Accelerators

In nonlinear finite element analysis, iterative solution schemes such as the Newton-Raphson method may converge slowly or fail to converge altogether when the system exhibits strong nonlinearities. Solution accelerators improve the convergence behaviour of the iterative process without requiring a change to the underlying Jacobian. numgeo provides two fundamentally different acceleration strategies:

Line search, which scales the magnitude of the iterative correction along its original direction to minimise the energy potential, and
Anderson acceleration, which combines information from successive iterations to modify both the magnitude and the direction of the update.
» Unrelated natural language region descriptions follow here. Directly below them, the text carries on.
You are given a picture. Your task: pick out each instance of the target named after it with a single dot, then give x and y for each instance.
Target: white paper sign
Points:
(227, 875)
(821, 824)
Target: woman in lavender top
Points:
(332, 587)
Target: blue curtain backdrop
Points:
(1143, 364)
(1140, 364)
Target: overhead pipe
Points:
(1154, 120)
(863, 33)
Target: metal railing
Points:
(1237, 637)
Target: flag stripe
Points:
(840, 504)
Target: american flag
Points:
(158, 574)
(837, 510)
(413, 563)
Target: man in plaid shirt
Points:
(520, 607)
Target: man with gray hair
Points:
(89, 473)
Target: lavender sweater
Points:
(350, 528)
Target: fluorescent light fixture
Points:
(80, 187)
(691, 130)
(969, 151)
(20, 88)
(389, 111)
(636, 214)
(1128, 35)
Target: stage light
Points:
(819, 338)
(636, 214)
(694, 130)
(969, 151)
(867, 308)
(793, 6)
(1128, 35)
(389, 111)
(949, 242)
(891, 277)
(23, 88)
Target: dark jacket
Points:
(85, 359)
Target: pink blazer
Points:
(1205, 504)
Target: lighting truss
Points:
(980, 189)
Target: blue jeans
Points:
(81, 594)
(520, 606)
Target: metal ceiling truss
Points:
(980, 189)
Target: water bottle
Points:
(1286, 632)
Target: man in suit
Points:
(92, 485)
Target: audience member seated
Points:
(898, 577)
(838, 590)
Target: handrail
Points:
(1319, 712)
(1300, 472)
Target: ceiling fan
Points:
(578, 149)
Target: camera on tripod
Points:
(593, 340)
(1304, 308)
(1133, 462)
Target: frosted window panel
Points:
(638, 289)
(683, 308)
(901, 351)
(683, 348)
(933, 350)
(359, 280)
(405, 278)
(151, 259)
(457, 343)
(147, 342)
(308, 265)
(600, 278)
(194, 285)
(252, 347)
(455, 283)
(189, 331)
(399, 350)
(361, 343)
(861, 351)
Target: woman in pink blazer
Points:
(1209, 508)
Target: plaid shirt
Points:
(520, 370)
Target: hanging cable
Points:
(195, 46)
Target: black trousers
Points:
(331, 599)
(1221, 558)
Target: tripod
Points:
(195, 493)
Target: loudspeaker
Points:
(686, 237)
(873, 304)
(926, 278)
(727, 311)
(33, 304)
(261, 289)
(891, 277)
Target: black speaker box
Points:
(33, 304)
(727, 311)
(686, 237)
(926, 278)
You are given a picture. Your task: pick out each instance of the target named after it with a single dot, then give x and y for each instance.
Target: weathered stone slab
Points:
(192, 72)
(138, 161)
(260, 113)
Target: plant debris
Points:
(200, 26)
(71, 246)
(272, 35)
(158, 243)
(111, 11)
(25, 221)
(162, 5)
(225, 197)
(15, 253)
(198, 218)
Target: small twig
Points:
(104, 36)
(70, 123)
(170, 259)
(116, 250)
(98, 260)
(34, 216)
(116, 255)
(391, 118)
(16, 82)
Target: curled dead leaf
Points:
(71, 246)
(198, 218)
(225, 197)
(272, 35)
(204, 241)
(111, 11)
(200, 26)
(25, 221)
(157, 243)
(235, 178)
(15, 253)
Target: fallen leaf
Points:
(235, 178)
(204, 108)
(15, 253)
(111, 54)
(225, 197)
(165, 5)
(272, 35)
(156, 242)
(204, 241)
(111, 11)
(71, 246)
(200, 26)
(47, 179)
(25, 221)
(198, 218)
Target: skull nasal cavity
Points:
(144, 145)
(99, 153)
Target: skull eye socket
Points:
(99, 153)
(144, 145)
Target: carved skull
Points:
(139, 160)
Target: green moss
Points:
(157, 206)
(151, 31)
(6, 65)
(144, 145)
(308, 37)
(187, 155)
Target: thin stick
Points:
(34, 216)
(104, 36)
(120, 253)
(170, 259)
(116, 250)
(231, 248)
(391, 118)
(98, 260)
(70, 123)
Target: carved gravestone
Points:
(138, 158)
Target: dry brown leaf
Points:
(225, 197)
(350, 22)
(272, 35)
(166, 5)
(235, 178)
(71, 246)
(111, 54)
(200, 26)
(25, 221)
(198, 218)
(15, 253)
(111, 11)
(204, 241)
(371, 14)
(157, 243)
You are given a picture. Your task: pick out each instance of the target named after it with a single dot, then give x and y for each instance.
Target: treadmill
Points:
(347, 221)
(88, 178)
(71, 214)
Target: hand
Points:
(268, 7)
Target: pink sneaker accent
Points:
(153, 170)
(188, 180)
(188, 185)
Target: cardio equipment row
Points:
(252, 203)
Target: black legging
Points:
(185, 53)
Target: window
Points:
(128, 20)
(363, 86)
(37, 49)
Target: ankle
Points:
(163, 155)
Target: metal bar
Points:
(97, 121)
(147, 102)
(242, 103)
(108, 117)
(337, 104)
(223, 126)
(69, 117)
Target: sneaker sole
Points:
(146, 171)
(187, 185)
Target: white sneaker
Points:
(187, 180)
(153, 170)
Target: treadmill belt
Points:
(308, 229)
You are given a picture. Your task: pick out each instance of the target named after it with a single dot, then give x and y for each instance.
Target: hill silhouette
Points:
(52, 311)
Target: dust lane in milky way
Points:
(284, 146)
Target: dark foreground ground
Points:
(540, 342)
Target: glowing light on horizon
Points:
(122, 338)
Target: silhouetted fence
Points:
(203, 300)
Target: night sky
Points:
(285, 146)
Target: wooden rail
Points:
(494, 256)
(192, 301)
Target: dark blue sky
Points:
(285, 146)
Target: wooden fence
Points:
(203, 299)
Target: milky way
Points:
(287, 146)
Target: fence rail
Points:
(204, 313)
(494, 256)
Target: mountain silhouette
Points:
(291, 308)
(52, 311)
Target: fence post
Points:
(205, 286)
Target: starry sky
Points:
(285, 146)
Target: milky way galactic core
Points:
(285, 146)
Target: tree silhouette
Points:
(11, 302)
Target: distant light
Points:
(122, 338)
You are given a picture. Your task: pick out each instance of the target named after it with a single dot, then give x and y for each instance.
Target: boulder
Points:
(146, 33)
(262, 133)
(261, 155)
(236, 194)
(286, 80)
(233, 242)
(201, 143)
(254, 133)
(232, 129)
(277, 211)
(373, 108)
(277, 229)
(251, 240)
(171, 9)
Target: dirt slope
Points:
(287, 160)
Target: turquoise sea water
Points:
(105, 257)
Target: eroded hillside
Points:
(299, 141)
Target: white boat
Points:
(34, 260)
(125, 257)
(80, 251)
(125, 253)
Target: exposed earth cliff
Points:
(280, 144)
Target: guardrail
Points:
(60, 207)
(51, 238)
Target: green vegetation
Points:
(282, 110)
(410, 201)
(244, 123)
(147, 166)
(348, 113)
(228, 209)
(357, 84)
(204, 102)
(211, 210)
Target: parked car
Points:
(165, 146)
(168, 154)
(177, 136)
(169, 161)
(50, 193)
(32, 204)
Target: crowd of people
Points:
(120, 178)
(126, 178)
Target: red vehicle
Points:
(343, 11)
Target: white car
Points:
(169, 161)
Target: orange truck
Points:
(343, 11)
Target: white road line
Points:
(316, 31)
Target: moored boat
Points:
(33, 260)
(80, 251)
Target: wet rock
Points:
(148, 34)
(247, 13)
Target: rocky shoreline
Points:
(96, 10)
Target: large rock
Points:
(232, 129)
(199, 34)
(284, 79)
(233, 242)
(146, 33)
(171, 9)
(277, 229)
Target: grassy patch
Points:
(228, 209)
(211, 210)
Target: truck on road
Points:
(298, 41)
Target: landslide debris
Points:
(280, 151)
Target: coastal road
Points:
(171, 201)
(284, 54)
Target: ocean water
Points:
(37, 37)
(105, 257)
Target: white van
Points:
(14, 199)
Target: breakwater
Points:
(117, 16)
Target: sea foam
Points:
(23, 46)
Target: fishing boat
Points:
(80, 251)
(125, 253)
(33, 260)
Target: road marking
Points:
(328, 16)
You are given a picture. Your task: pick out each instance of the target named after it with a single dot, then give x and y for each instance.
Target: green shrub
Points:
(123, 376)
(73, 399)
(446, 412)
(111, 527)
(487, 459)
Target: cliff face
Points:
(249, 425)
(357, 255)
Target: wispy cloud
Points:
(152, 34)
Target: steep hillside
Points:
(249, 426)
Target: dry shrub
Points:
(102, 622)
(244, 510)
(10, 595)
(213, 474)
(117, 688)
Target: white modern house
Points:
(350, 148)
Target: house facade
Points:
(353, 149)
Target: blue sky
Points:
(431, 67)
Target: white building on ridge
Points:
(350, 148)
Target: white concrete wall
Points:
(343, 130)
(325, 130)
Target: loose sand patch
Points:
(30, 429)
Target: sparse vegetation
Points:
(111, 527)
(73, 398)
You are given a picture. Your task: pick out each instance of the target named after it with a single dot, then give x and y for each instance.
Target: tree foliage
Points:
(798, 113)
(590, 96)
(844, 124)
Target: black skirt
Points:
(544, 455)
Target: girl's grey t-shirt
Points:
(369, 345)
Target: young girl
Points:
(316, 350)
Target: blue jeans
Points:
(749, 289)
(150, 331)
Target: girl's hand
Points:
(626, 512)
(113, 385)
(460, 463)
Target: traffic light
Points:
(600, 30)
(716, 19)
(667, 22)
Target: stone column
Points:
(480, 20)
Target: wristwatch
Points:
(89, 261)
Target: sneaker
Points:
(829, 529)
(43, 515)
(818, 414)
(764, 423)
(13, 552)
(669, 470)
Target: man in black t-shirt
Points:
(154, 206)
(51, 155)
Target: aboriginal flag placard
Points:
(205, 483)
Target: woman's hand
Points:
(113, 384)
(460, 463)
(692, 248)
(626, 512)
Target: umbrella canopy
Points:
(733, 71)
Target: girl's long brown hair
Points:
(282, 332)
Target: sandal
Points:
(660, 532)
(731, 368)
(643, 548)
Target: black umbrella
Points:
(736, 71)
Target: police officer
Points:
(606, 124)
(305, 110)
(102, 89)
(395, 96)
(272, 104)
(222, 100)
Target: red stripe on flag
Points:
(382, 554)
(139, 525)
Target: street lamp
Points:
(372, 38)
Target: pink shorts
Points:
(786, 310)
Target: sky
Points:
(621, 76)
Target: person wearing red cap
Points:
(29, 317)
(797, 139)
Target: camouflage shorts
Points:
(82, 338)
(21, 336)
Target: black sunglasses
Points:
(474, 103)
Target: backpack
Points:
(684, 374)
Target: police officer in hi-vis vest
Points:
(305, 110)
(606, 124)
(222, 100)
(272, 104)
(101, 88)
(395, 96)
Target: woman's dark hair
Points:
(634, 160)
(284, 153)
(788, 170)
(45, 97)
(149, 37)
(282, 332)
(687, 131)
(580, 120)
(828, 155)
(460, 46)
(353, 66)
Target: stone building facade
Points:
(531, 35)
Both approaches are selected via the type parameter on the *Accelerator keyword (previsously *Line search).

Line search

The rationale behind Line Search is that the direction found by the Newton-Raphson method is often a good direction, but the step size (magnitude of the solution) is not. Furthermore, it is cheaper to compute the residual for several points along \(\boldsymbol{c}\) rather than form and factor a new system Jacobian.

The Line Search algorithm uses a prediction of the iterative solution increment \(\boldsymbol{c}^i\) as obtained by the Newton-Raphson algorithm and scales this vector by a value to minimize the energy potential¹. \(\Pi = \boldsymbol{r}^T \boldsymbol{c}^{(i)}\). Note that only the magnitude is scaled, the direction of the prediction remains unchanged. While the local minimum of the energy potential represents the equilibrium, the minimum in the line search direction can be regarded as the best solution in the predicted direction. The scaled iterative increment reads:

\[ \Delta \boldsymbol{d}^{i+1} = \Delta \boldsymbol{d}^i + \lambda \boldsymbol{c}^{i+1} \]

where \(\lambda\) is a scalar scaling variable. For \(\lambda > 1.0\) an extrapolation is performed. The scaling factor is bound to \(\lambda_{min} \leq \lambda \leq \lambda_{max}\), per default numgeo uses \(\lambda_{min}=0.25\) and \(\lambda_{max}=1.0\) (no extrapolation). A minimum of \(\Pi\) in the line search direction requires that the derivative of \(\Pi\) to \(\eta\) must be zero:

\[ s(\lambda) = \frac{\partial \Pi}{\partial \lambda} = \frac{\partial \Pi}{\partial \mathbf{d}} \frac{\partial \mathbf{d}}{\partial \lambda} = \boldsymbol{r}(\lambda) \boldsymbol{c}^{i+1} = 0 \]

The above can be interpreted as follows: at the minimum, the residual \(\boldsymbol{r}\) is orthogonal to the direction \(\boldsymbol{c}\). Equation (2) can be solved by iterative refinement of \(\lambda\). In numgeo, the purpose of the Line Search is to accelerate the Newton-Raphson method or to ''help'' finding convergence where none would be achieved otherwise.

Relaxation

The simplest form of step-size control applies a constant, user-defined scaling factor \(\lambda\) to every correction:

\[ \Delta \boldsymbol{d}^{i+1} = \Delta \boldsymbol{d}^i + \lambda \, \boldsymbol{c}^{i+1} \]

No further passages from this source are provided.